- Born: Christian Rodskjaer 5 September 1945 Cullercoats, Northumberland, England
- Died: 21 March 2024 (aged 78)
- Occupation: Actor
- Years active: 1968–2024

= Christian Rodska =

British actor (1945–2024)

Christian Rodska (born Christian Rodskjaer; 5 September 1945 – 21 March 2024) was an English actor who appeared in many television and radio series and narrated a number of audiobooks, including Sir Winston Churchill's Nobel Prize winning The Second World War. He is perhaps best known for his regular role as Ron Stryker in 1970s series, Follyfoot.

== Career ==
Rodska began acting professionally in the late 1960s and got his first big break when he was chosen to appear in Follyfoot, which ran for three years from 1971 to 1973. From then on, he appeared in numerous series such as the 1977 BBC adaptation of Rosemary Sutcliff's The Eagle of the Ninth, in which he played Esca, and the film version of The Likely Lads, Z-Cars, The Tomorrow People, Coronation Street, Brookside, Bergerac and Casualty, and Duncan Fraser in the feature-length Tenko Christmas special Reunion. More recently he worked extensively as a voice artist, featuring in many radio plays and on Audiobooks.
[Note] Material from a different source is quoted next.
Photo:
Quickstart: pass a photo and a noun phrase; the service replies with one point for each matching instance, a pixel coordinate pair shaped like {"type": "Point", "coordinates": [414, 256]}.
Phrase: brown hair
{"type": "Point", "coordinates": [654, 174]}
He was known for his narration of Ice Road Truckers on the Discovery Channel, as well as MegaStructures for British channel, Five. In 2004, Rodska guest-starred in the Doctor Who audio drama Faith Stealer. He continued to act on television, recently appearing on Doc Martin and as DI Dennis Carter in the BBC's 55 Degrees North, and in the 2008 drama Margaret Thatcher - The Long Walk to Finchley. He was also the narrator for the series The Future Is Wild. On TV he played Winston Churchill three times (in l'Appel du 18 Juin for France 2, for the BBC and on The History Channel), 'Bomber' Harris, Captain Smith of the , Neil Kinnock, Lord Beaverbrook, and President Truman.

== Personal life ==
Rodska was born in Cullercoats, Northumberland. He was the son of a Danish sailor, who was at one time the Captain of the Royal Yacht of King Faisal of Iraq. Rodska was married to a French woman, Jacqueline Mousny, while in Follyfoot and they had a son, Benjamin, who played the lead role in the 1985 television adaptation of Oliver Twist, in which his father also appeared and a daughter, Camille. He was later married to Barbara Kellermann.

Christian Rodska died from cancer on 21 March 2024 at the age of 78.